Introduction

Exposure of the lenses to radiation during computed tomography (CT) examinations is of particular concern because it predisposes patients to cataract formation [1,2] and recent estimates of threshold dose appear to be lower than previously thought [3]. Besides avoiding unnecessary CT or other ionizing radiation examinations, there are several methods to avoid or at least decrease lens radiation exposure.

One method utilizes shields that are placed over the eyes to block the direct CT X-ray beam [4, 5], but this is a relatively recent development and is not widely used, particularly in the USA. The other methods use positioning to exclude the lenses; in the case of head CT, this is accomplished by angling the slice acquisitions parallel to a line drawn between the supraorbital ridge and the posterior margin of the foramen magnum [6] in order to include brain parenchyma while excluding the lenses. One way to accomplish this is to tilt the CT gantry and the other is to position the patient by tilting the head forward and tucking the chin to the chest [7]. The focus of this study is head CT examinations, but similar modified principles could be applied to other examinations such as neck CT. In some cases, such as facial bone or sinus CT, avoiding direct lens exposure is impossible using gantry tilt or positioning techniques and must be weighed against the diagnostic benefit of the exam or performed with lens shielding.

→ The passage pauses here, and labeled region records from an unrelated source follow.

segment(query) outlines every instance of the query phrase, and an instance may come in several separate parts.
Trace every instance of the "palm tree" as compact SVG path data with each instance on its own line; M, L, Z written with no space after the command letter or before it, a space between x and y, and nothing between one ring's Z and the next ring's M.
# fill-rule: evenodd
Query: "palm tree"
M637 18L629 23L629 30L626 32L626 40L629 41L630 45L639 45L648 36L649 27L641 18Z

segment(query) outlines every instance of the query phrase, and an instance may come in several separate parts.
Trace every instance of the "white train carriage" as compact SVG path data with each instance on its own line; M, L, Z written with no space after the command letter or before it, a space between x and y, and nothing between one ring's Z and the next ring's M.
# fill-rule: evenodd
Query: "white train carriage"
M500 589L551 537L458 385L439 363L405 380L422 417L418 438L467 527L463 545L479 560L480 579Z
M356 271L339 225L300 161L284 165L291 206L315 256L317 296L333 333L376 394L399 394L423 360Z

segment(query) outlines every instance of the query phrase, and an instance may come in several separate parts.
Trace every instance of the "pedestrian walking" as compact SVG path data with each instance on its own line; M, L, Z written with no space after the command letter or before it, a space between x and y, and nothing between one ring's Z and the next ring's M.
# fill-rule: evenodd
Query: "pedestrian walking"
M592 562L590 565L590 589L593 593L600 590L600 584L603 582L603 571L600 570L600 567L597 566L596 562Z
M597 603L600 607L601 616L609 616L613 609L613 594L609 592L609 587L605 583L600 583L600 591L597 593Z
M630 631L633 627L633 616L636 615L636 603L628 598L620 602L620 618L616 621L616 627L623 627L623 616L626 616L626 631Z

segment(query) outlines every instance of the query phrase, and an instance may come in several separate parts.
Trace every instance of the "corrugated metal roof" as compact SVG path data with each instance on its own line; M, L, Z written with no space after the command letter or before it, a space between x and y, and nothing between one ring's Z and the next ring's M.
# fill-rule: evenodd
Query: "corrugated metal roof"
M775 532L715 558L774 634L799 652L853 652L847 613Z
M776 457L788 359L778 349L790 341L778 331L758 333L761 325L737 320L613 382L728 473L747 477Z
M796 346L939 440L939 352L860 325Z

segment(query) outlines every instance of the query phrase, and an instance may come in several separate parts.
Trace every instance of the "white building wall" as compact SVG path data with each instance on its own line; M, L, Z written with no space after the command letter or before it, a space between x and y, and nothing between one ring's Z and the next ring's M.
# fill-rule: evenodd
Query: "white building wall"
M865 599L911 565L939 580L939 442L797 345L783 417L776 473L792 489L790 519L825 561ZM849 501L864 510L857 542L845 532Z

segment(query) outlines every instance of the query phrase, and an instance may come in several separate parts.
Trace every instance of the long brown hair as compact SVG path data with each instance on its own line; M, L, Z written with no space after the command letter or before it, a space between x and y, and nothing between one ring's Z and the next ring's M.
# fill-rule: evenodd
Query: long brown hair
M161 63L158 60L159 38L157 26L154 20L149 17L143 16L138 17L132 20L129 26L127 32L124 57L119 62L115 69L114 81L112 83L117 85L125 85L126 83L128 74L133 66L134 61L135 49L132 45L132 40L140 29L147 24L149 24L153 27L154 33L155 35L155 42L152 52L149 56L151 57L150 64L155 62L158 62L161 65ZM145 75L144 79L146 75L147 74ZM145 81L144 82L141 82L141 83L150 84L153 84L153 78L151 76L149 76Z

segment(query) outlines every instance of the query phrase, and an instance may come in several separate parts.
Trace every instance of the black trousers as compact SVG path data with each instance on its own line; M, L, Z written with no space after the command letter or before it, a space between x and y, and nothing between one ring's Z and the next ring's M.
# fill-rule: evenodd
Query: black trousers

Gantry tilt and patient positioning are part of basic CT technologist training, but it has long been observed that compliance is generally low [8], and we have also observed fairly consistent lack of compliance at our institution. This is likely because the techniques required to exclude the lenses from the direct CT beam can be challenging, especially when patient positioning is the only option.

It has also been shown that continuous feedback generally improves and sustains performance [9], and without such feedback, human nature is to accomplish the goal in the most straightforward manner possible. Indeed, we performed a manual quality improvement project at our institution several years prior to this work to optimize lens exclusion in head CT examinations for accreditation purposes; during the project, performance improved substantially but because feedback was manual and cumbersome, it was not sustained and performance returned to baseline when the project concluded. We also found that without such continuous evaluation, department leadership may not be aware of important operational decisions and purchases that could help technologists improve their performance.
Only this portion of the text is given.